Additional Information:

Valerie has also introduced a Data Quality Assurance standard to all Data Science projects to ensure that data values which are inputted to models during validation, training or otherwise are of optimal quality. As part of this quality assurance step, she has also integrated three types of checks to be performed before any deployment of an AI model which include technical validity checks meant to ensure that the suggested approach can be successfully deployed and supported by data engineering. Research review, where a peer helps another data scientist validate their process and recommendations and Scope / KPI validity check, done with the product owner, to ensure the approach remains within the scope of the project and satisfies the project’s KPIs.

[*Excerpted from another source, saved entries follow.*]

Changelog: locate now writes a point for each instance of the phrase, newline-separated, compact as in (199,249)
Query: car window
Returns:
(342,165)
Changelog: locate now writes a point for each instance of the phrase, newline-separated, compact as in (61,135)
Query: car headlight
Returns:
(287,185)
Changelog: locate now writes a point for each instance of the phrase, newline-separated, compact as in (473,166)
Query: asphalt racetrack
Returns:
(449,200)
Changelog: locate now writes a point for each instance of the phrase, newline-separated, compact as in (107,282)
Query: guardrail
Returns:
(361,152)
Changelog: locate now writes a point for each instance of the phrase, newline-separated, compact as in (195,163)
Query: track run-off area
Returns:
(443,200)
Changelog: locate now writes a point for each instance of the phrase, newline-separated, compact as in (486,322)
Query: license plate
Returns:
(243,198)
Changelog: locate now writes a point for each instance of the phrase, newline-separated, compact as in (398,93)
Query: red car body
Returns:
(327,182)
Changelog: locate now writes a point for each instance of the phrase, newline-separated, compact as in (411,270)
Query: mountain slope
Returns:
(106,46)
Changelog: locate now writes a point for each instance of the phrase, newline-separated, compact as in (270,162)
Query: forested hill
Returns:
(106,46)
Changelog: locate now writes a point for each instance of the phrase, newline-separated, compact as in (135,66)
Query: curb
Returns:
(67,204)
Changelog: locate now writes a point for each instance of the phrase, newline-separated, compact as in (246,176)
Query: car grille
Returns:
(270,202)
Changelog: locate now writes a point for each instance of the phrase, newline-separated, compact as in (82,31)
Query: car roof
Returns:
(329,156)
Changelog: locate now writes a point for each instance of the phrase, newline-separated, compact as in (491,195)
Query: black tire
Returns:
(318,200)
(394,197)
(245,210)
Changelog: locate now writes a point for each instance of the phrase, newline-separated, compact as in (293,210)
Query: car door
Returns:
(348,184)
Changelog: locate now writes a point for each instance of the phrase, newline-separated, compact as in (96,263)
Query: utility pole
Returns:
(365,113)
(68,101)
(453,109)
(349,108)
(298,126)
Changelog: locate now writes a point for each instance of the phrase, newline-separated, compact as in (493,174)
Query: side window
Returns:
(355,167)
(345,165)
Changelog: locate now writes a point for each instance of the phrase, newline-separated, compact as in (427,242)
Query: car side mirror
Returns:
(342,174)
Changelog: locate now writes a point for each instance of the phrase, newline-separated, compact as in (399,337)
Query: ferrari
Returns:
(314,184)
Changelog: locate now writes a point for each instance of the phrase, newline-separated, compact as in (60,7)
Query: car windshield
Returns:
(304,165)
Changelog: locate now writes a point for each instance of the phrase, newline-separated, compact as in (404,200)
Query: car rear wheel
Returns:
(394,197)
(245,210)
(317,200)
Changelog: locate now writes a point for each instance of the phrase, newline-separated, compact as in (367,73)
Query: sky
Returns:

Valerie has been very passionate about promoting Data Science and Analytics within and outside ESB. She is currently running ESB’s 2nd Data Science Hackathon, which will identify Solar panels through image detection, this will support Networks’ planning of the solar integration to the Irish grid. The previous Data Science hackathon was organised by Valerie was to help the business improve churn propensity and introduced business insights to those in ESB not previously familiar with this area. She is also responsible for the annual ESB Data Visualisation Hackathon which is in its 4th year and promotes the use of analytics and storytelling through visualisations. Previous datasets included storm outages and recycling sustainable stats. Within the analytics team Valerie is responsible for AI Community Updates, organising monthly webinars promoting Analytics and AI methodologies, technologies and use cases. Valerie has started a Yammer community where she and her team provide tips, answer data questions, and share information on the most recent activities within Analytics.

Earlier this year, Valerie was asked to be involved as a mentor for teams taking part in X-Ignition, an event organised by Dogpatch Labs in Dublin City, it takes place on a yearly basis where teams work on different challenges looking at key opportunity areas for ESB. Valerie’s unique view and insights from her experience in all areas of ESB and Data Science, ensured she was a valuable addition to the mentoring team.

Valerie has also presented at CIGRE NGN Machine Learning Event, where her presentation gave the audience a greater awareness on how machine learning can be a useful tool in the utility industry and at Smart Grids conference presenting on the analysis, she completed on Smart Meters to determine new offers of smart products and services and how data analytics helped introduce new rate structures for residential energy consumers.